Maltese visual artist Gabriel Buttigieg (b. 1993) has held a number of solo exhibitions, namely ‘Paintings’ (2016), ‘Nudes’ (2016), ‘The Droplet’ series (2017) and ‘Saudade’ (2018). He has also participated in several collective exhibitions, among them at Spazju Kreattiv (MT), Valletta Contemporary Art (MT), and with the Xarolla Group of Artists (MT). His works can be found in public and private collections in Europe. After his solo exhibition ‘The Beach’ (2019) at the Armoury of Art, Academy of Fine Art, Gdansk, Poland, Buttigieg will be working for upcoming exhibitions and projects in Piacenza, Italy and Chateauneuf sur Charente, France.

Dominated by memorable depictions of the human figure, it is characterised by what critics have described as paint exploding on canvas to limn the urgent, volcanic passions that engulf human relations. He started his artistic trajectory with a distinctly expressionist manner; since then, he has researched endlessly to hone a style which evolves with every exhibition and which is incontrovertibly his own.

Buttigieg confesses that behind his artistic drive is his fascination with sex, death and the transience of all things. This feeds his savage thirst – so palpable in his paintings – for the beauty and pleasures of nature and the body untrammelled by inhibitions. This is counterbalanced by a melancholic and more contemplative strain in his art – a sense of loss and longing for a primordial state of innocence, as well as disenchantment and disgust at the corruption and artificiality of contemporary humanity. This young artist’s worldview is darkened also by his existentialism and his belief in evolution and determinism.

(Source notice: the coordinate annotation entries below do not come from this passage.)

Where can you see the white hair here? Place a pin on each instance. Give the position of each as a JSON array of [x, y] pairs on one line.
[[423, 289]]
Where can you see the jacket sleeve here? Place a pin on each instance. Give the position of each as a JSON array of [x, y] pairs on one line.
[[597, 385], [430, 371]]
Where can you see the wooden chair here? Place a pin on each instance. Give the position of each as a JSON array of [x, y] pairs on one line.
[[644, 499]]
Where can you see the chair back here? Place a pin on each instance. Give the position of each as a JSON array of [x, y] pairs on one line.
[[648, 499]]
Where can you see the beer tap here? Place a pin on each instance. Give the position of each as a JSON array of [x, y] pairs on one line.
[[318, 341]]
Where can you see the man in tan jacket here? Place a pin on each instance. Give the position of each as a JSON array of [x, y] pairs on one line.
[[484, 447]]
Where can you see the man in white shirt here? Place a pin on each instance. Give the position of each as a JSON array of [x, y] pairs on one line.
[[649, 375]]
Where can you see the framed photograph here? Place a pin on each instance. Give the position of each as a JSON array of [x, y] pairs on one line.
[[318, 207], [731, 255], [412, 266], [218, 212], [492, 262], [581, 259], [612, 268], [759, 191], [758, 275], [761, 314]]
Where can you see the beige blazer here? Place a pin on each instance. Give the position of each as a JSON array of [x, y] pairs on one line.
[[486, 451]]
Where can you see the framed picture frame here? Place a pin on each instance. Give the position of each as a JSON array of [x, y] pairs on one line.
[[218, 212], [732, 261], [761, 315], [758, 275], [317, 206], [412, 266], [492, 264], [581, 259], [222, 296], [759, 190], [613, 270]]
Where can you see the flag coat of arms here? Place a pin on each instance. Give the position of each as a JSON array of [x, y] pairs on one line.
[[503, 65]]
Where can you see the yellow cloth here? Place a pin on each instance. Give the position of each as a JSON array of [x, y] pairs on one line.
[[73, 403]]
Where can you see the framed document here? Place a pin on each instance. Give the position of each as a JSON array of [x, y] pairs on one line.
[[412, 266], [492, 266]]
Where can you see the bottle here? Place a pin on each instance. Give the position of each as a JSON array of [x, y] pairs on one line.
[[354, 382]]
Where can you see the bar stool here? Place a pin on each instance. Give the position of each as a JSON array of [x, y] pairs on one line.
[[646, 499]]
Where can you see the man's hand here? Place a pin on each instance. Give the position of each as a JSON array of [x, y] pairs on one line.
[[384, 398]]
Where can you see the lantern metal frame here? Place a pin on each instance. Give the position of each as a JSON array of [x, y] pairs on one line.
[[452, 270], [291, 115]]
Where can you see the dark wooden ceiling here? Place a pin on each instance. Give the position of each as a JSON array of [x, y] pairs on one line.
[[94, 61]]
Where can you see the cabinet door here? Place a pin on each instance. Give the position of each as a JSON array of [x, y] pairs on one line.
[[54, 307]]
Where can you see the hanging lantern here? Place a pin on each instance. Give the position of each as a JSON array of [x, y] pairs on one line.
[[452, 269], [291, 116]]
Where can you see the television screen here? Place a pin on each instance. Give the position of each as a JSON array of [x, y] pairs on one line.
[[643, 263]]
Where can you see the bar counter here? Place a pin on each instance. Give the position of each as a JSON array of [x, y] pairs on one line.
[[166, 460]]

All these elements have introduced multiple layers in his paintings, which have been lately interwoven into his works through his use of mythology. The techniques in the present collection bears witness to Buttigieg’s new maturity and complexity: the viewer will notice how the vibrancy of the hues in some of the paintings shade off into more sombre tones in others, to convey the artist’s melancholy and pessimism. Similarly, the vigour, even fury, of the brushstrokes is often counterpointed by the delicacy and purity of his lines.

Gabriel Buttigieg has studied at the Faculty of Education and the Department of Digital Arts and is currently reading for a degree in Psychology at the University of Malta.